Kai fronça les sourcils alors que Kyungsoo s’éclipsait dans le bureau, espérant une réponse positive de la part de la Présidente.

 

 

 

_____________________________

 

 

 

                Une semaine que Kyungsoo et Kai vivaient dans ce nouvel endroit. Mais déjà une semaine que Kai avait migré dans l’appartement en solitaire, à côté. Kai n’avait pas supporté ce baiser. Ca avait réveillé ces sentiments au fond de lui.. Tout ce qu’il voulait oublier.

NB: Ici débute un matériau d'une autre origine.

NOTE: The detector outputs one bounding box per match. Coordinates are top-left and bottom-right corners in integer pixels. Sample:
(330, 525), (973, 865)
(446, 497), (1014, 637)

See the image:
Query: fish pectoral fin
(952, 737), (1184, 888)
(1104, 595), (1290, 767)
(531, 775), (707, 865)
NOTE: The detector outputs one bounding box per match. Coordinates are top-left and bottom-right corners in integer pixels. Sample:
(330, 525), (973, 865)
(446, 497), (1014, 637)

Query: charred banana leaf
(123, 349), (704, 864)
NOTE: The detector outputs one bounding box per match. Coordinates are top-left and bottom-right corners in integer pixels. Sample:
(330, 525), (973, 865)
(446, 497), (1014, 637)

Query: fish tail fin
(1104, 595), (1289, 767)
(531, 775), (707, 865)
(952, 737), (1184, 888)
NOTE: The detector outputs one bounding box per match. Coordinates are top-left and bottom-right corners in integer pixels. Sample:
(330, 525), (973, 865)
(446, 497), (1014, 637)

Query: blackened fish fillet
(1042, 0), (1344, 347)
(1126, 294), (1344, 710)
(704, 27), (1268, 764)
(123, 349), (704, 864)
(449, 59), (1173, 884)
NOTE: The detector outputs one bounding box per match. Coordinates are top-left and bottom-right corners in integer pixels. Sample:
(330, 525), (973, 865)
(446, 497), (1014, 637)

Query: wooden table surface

Le petit brun, qui s’était réjouit de vivre avec Kai, perdit bien vite son sourire après son départ. Car oui, il avait perdu sa sœur. Oui, il avait sans doute perdu sa famille avec. Il avait aussi perdu son travail. En somme, il avait tout perdu ; et la seule chose qui lui restait lui échappait encore. Toujours.

 

Kai était en train de penser. Puisqu’il n’avait que ça à faire de ses journées. Rien ne lui plaisait depuis qu’il s’était retrouvé seul, à commencer par la solitude elle-même. Nombre de choses qu’il ne voulait s’avouer lui-même lui traversaient l’esprit, et pourtant il continuait de les ignorer. Car de son côté, il n’avait perdu que sa femme. Et au final, même s’il le refusait, il s’était par lui-même séparé de ce qu’il voulait. De ce qu’il attendait. Depuis le jour de son mariage.

Chaque jour, il pensait à Amy. Sans doute avait-il encore des sentiments pour elle. Il s’auto-persuadait que oui sans même réellement le savoir ; peut-être n’était-ce que de la peine qu’il ressentait pour elle. Il ne le saurait pas. Il songeait à tout mais tout lui échappait.

Quelqu’un toqua. Kai ouvrit ; Kyungsoo.

-          Tu me pètes les couilles.

Et il referma avant même que son vis-à-vis n’ait eu le temps de se prononcer.

 

Un couple ? Ces gamines avaient osé croire qu’ils étaient en couple ? Des conneries. Juste parce qu’ils avaient l’intention de vivre ensemble, et qu’accessoirement ils couchaient ensemble aussi ? Non. Et puis, finalement, Kai était bien vite redescendu sur Terre après son petit rêve dans sa salle de danse. Remercier Kyungsoo ? La blague. Il voulait juste profiter de lui en l’achetant, et le pire c’est qu’il avait réussi une fois. Mais c‘était tout de même grâce à lui s’il avait un toit en ce moment même.. Ah, toujours ce génie diabolique ; malgré tout il ne changeait pas. Sans savoir s’il fallait l’aimer ou le détester.

Kai soupira et se laissa tomber dans son lit, ses mains pressant son crâne.

 

Il était fatigué. Fatigué de Kyungsoo. Fatigué de lui-même.